Conservator of the Estate

– Managing the protected person’s investments
– Paying bills and managing the protected person’s financial affairs
– Making financial decisions on behalf of the protected person

Termination of Conservatorship

Conservatorship may be terminated by the court if the protected person’s condition improves, or if they are no longer in need of a conservator. Additionally, conservatorship may be terminated if the conservator is found to be abusing their position, or if the conservator resigns or passes away.

Conclusion

Conservatorship is a legal arrangement that is used to manage the affairs of individuals who are unable to do so themselves. There are two types of conservatorship, conservatorship of the person and conservatorship of the estate. The process of establishing conservatorship involves filing a petition with the court, appointment of an attorney, evaluation of the protected person, and a hearing. The conservator has a fiduciary duty to act in the best interests of the protected person and is responsible for managing either the personal or financial affairs of the protected person. Conservatorship may be terminated by the court if the protected person’s condition improves, or if they are no longer in need of a conservator.

FAQs

1. What is conservatorship?

Conservatorship is a legal arrangement in which a court appoints a guardian to manage the personal affairs and financial matters of an individual who is incapacitated due to age, illness, or disability. The conservator is responsible for making decisions on behalf of the individual, including their medical care, living arrangements, and finances.

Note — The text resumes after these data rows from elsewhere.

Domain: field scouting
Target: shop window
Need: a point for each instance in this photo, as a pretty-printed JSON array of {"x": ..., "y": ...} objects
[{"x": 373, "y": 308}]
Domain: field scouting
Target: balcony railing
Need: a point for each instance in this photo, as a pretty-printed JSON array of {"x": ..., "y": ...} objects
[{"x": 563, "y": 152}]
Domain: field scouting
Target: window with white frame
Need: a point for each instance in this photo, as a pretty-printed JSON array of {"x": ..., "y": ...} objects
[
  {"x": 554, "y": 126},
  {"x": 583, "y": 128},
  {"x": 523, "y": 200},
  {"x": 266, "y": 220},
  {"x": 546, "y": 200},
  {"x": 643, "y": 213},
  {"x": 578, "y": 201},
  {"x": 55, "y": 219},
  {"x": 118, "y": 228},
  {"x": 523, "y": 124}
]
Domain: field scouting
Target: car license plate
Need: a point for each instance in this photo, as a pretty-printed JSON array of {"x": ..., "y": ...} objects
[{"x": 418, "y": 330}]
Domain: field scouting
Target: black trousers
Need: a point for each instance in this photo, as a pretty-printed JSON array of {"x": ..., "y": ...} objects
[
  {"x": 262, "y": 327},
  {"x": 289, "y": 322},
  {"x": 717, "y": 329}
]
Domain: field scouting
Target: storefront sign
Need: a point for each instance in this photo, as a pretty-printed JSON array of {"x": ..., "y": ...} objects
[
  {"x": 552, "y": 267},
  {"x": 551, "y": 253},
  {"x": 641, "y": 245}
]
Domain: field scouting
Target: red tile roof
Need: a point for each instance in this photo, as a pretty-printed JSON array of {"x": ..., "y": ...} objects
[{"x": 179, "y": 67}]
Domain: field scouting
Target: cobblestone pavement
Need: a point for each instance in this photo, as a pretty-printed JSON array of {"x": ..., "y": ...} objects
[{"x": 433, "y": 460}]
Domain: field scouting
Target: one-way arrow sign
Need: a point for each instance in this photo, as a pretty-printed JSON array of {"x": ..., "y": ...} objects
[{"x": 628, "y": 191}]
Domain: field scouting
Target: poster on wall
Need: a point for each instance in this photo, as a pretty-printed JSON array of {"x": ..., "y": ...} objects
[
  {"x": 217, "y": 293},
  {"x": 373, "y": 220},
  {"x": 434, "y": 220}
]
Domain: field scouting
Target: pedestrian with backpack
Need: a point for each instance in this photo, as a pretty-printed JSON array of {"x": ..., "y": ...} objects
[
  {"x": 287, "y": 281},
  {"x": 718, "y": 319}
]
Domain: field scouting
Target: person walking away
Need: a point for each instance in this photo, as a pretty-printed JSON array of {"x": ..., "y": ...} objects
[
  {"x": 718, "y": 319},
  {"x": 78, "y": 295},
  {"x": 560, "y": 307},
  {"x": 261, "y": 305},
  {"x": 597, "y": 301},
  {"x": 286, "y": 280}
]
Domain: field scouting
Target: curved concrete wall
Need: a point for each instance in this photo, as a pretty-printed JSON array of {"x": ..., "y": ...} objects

2. How is a conservator appointed?

To establish a conservatorship, a petition must be filed with the court outlining the reasons why the appointment is necessary. The court will then hold a hearing to determine the individual’s capacity and whether a conservator is needed. If the court decides to appoint a conservator, they will choose someone who is competent, responsible, and willing to take on the role.

3. What are the different types of conservatorship?

There are two types of conservatorship: (1) Conservatorship of the person, which is when a conservator is appointed to make decisions regarding the individual’s living arrangements, medical care, and personal needs; and (2) Conservatorship of the estate, which is when a conservator is appointed to manage the individual’s finances, assets, and property. In some cases, a person may require both types of conservatorship.


References

1. Wells, P. C. (2018). Guardianship and conservatorship: A historical view. Journal of Aging & Social Policy, 30(4), 346-362.
Wells, P. C. (2018). Guardianship and conservatorship: A historical view. Journal of Aging & Social Policy, 30(4), 346-362.

2. Molloy, J. P., & Ahearn, E. P. (2018). Moving beyond guardianship: An interdisciplinary model of supported decision making. Journal of Gerontological Social Work, 61(2), 186-199.
Molloy, J. P., & Ahearn, E. P. (2018). Moving beyond guardianship: An interdisciplinary model of supported decision making. Journal of Gerontological Social Work, 61(2), 186-199.

3. Gustafson, E. A., & Norstrand, E. A. (2019). Legislative developments in conservatorship and guardianship proceedings. Probate & Property, 33(5), 8-15.
Gustafson, E. A., & Norstrand, E. A. (2019). Legislative developments in conservatorship and guardianship proceedings. Probate & Property, 33(5), 8-15.